From: Jaydeep Patil <Jaydeep.Patil@imgtec.com>
To: Rich Felker <dalias@libc.org>
Cc: "musl@lists.openwall.com" <musl@lists.openwall.com>
Subject: RE: [PATCH] Fix atomic_arch.h for MIPS32 R6
Date: Wed, 30 Mar 2016 09:45:59 +0000 [thread overview]
Message-ID: <BD7773622145634B952E5B54ACA8E349AA24C18C@PUMAIL01.pu.imgtec.org> (raw)

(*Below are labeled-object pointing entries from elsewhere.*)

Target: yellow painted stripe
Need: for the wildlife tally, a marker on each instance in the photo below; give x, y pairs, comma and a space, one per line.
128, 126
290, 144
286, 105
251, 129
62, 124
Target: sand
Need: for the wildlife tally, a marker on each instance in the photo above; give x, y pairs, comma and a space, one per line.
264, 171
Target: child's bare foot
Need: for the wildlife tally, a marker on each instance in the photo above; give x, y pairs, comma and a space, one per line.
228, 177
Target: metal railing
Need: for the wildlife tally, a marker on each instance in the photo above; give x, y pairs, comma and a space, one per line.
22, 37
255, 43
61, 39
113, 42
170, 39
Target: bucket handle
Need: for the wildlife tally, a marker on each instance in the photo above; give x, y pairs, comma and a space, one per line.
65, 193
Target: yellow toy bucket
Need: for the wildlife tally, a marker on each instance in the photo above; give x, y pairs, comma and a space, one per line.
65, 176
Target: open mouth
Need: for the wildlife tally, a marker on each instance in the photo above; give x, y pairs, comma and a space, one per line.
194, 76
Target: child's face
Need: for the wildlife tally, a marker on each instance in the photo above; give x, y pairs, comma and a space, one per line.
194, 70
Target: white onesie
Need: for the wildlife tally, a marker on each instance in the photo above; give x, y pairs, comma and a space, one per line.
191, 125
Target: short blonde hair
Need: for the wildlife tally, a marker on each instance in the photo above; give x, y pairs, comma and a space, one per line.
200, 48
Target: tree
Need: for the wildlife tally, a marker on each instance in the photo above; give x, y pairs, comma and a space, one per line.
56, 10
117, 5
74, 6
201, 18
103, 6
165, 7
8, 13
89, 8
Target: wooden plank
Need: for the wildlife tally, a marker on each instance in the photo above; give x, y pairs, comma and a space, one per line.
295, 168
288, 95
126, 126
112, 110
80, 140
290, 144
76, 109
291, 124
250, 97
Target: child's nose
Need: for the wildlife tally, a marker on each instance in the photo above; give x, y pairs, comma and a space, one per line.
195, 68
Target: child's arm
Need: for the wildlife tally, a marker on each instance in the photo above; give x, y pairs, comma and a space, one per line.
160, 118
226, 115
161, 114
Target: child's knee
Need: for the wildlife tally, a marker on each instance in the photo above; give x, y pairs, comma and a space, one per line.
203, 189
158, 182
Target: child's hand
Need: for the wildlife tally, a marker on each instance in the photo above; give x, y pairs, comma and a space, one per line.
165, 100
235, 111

In-Reply-To: <20160329133254.GM21636@brightrain.aerifal.cx>
>-----Original Message-----
>From: Rich Felker [mailto:dalias@aerifal.cx] On Behalf Of Rich Felker
>Sent: 29 March 2016 PM 07:03
>To: Jaydeep Patil
>Cc: musl@lists.openwall.com
>Subject: Re: [musl] [PATCH] Fix atomic_arch.h for MIPS32 R6
>
>On Tue, Mar 29, 2016 at 07:16:46AM +0000, Jaydeep Patil wrote:
>> >-----Original Message-----
>> >From: Rich Felker [mailto:dalias@aerifal.cx] On Behalf Of Rich Felker
>> >Sent: 29 March 2016 AM 09:41
>> >To: Jaydeep Patil
>> >Cc: musl@lists.openwall.com
>> >Subject: Re: [musl] [PATCH] Fix atomic_arch.h for MIPS32 R6
>> >
>> >On Tue, Mar 29, 2016 at 03:54:02AM +0000, Jaydeep Patil wrote:
>> >> >-----Original Message-----
>> >> >From: Rich Felker [mailto:dalias@aerifal.cx] On Behalf Of Rich
>> >> >Felker
>> >> >Sent: 28 March 2016 PM 06:35
>> >> >To: Jaydeep Patil
>> >> >Cc: musl@lists.openwall.com
>> >> >Subject: Re: [musl] [PATCH] Fix atomic_arch.h for MIPS32 R6
>> >> >
>> >> >On Mon, Mar 28, 2016 at 05:07:39AM +0000, Jaydeep Patil wrote:
>> >> >> >> >I was just saying it makes the code less cluttered to use
>> >> >> >> >them spuriously even though we don't need to:
>> >> >> >> >
>> >> >> >> > ".set push ; "
>> >> >> >> >#if __mips_isa_rev < 6
>> >> >> >> > ".set mips2 ; "
>> >> >> >> >#endif
>> >> >> >> > "ll %0, %1 ; .set pop"
>> >> >> >> >
>> >> >> >> >or similar.
>> >> >> >> >
>> >> >> >> >It's also not clear to me whether the "m" constraint is
>> >> >> >> >valid anymore for the R6 ll/sc instructions since they take
>> >> >> >> >a 9-bit offset now instead of a
>> >> >> >16-bit offset.
>> >> >> >> >The compiler could generate an address expression whose
>> >> >> >> >offset part does not fit in 9 bits. In that case we may need
>> >> >> >> >to #if the whole function (or at least the __asm__
>> >> >> >> >statement) separately rather than just
>> >> >> >skipping the .set mips2....
>> >> >> >> >
>> >> >> >>
>> >> >> >> The "m" constrain is still valid here, as the offset will be 0 in this
>case..
>> >> >> >
>> >> >> >How can you assume the offset will be 0? It's the compiler's
>> >> >> >choice what to use. For instance, a_cas(&foo->bar, t, s) is
>> >> >> >likely to have an offset equal to
>> >> >> >offsetof(__typeof__(foo),bar). AFAIK this happens in practice
>> >> >> >with small offsets in mutex structures, etc. so the bug may be
>> >> >> >unlikely to be hit, but I think it's still an incorrect-
>> >constraint bug.
>> >> >>
>> >> >> Compiler generates appropriate LL/SC based on the offset.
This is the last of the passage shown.